If he could figure out how to do that, then he might not have to. It didn't take a genius to see Lex didn't want to leave--if she did, she'd be long gone already, and none of them would ever hear from her again.
It didn't change the problem at hand. "Come on, then," Jasper said.
Sighing, Dallas let his hand fall away from the whiskey, but he didn't move. "I'm not going back to my room. It's full of her."
"Then where? Name the place, and I'll drive."
"I'll sleep in my office." Sudden, jagged laughter spilled free. "Funny, huh?"
Not much amused Jasper at the moment. "How's that?"
"Dallas O'Kane," he muttered. "Better get used to the bastard, because he's all that's left."

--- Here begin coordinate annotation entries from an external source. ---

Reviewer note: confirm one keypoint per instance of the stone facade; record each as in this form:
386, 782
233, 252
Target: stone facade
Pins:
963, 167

He'd started swaying, so Jasper pulled one arm up around his shoulders to support him. "No middle ground with you, is there?" Everything would work out fine, or the fucking world was falling down. Nothing in between.
"That's what makes a winner, Jas. That's what makes a leader. You fight to get it all, or you go down trying. Accept nothing less."
"You know you're full of shit, right?"
Dallas took a half-hearted swing at him, listing them both to the side. "Fuck you."
"Yeah, okay." He stopped at the back exit and hesitated before reaching for the doorknob. "We're still here. No one's going anywhere."
"Everyone's always going somewhere. You've been gone since that girl passed out at your feet."
"That's crap," Jasper said firmly. "I'm right here, where I've always been."
Dallas swayed and put one hand against the doorjamb to hold himself up as he squinted at Jasper. "You're right there, but you're not where you've always been. And that's okay. I'm glad you're blissful, man. I just miss my brother."
Well, shit. "You're a chatty drunk." Jasper eased open the door. "You always wanna talk about your damn feelings."
Dallas snorted. "Enjoy it while I've got 'em."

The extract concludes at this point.